Debut author Laura Paquet acquits herself admirably in Lord Langdon's Tutor. Lady Clarissa Denham wants to marry for love. Her own parents suffered through a loveless marriage and are now officially separated, maintaining separate residences. Such a marriage is not for her. But her father, in financial straits, has promised her hand to Matthew Carstairs, Lord Langdon a man Clarissa has never met. If she refuses Lord Langdon, Clarissa will be sent to live with an aunt in the wilds of Yorkshire. Either way, there will be one less mouth to feed.
Clarissa, anticipating a middle-aged lecher, is surprised to find that Lord Langdon is young, good-looking, and intelligent. He's also abrupt, and within thirty seconds of introducing himself, proposes marriage. Stung, Clarissa turns him down, to Matthew's astonishment. After all, he's taken time out from his business in the House of Lords to find a young woman of respectable breeding and make a marriage arrangement wither father. What more does the chit want?
Plenty, you fathead, is his friend Spencer's sage advice. She wants to be courted, he explains. Matthew is nonplussed. He knows nothing of courting. How is he supposed to find a wife if he doesn't know how to woo her? Then inspiration strikes. Perhaps Lady Clarissa will give him some lessons on how to impress a young lady. Then he can find a wife and get back to the more pressing concerns in the House of Lords.

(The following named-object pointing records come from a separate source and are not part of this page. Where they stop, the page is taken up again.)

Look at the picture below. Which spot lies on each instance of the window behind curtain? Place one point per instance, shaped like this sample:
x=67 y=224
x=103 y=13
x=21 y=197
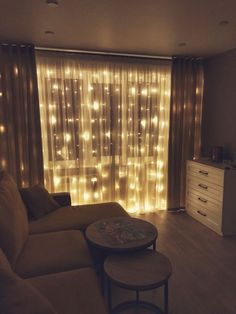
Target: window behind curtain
x=105 y=125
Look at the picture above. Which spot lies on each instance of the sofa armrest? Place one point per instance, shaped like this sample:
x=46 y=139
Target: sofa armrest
x=62 y=198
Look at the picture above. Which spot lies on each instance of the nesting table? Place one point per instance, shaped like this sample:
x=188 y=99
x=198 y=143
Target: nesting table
x=121 y=234
x=139 y=271
x=135 y=267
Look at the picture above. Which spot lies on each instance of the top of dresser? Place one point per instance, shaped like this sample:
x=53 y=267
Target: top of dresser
x=210 y=163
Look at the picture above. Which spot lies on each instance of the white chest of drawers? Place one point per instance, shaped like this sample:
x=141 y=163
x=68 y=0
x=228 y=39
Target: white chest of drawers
x=211 y=195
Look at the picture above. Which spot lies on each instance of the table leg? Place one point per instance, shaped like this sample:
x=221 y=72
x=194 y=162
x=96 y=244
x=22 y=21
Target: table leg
x=137 y=296
x=109 y=295
x=154 y=246
x=166 y=298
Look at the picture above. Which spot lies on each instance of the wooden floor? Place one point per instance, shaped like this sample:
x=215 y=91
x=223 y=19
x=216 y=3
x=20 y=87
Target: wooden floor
x=204 y=267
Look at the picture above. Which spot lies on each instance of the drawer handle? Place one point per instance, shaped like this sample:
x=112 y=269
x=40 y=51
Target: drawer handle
x=199 y=212
x=205 y=173
x=202 y=200
x=203 y=186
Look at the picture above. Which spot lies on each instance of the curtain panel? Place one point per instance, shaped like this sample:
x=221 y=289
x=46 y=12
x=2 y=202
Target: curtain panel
x=105 y=128
x=20 y=132
x=185 y=124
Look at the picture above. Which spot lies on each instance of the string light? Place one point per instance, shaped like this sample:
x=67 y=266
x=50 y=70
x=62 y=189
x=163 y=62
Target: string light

In order to stave off her father, who doesn't yet know she has turned Matthew down, Clarissa agrees to the deception. But what will happen when these two intelligent, stubborn people really get to know each other?
Clarissa and Matthew are characters perfectly suited to this kind of tale. Both are adults, and approach their dilemma with an adult perspective that's exactly right for this story. No missish tears for Clarissa, no lordly, arrogant declarations for Matthew. Instead, readers will be carried along with these two as they discover that first impressions can be terribly misleading, and that in order to find a perfect match, sometimes you have to look right under your nose.
The secondary characters add spice to the story without taking over center stage. Clarissa's younger sister, Lucy, is wise in the way that only youth can be, viewing events with a clarity that escapes Clarissa. Spencer offers sound advice and isn't afraid to stand up to his wealthier, more titled friend. Spencer is the third in a set of sons, and his relish at the thought of not having to deal with a title is refreshing in itself. He'd make a divine hero for his own regency romance, and I couldn't help mentally pairing him with Lucy.
A foppish poet who is up to no good and an Incomparable with her eye on Matthew's estate round out the cast. They move the story along without getting in the way of the developing romance.
And if the story seemed to drag just a bit in the middle, well, it's a minor complaint. Lord Langdon's Tutor is a lively, intelligent Regency by a sparkling new addition to the genre. Regency needs more stories like this.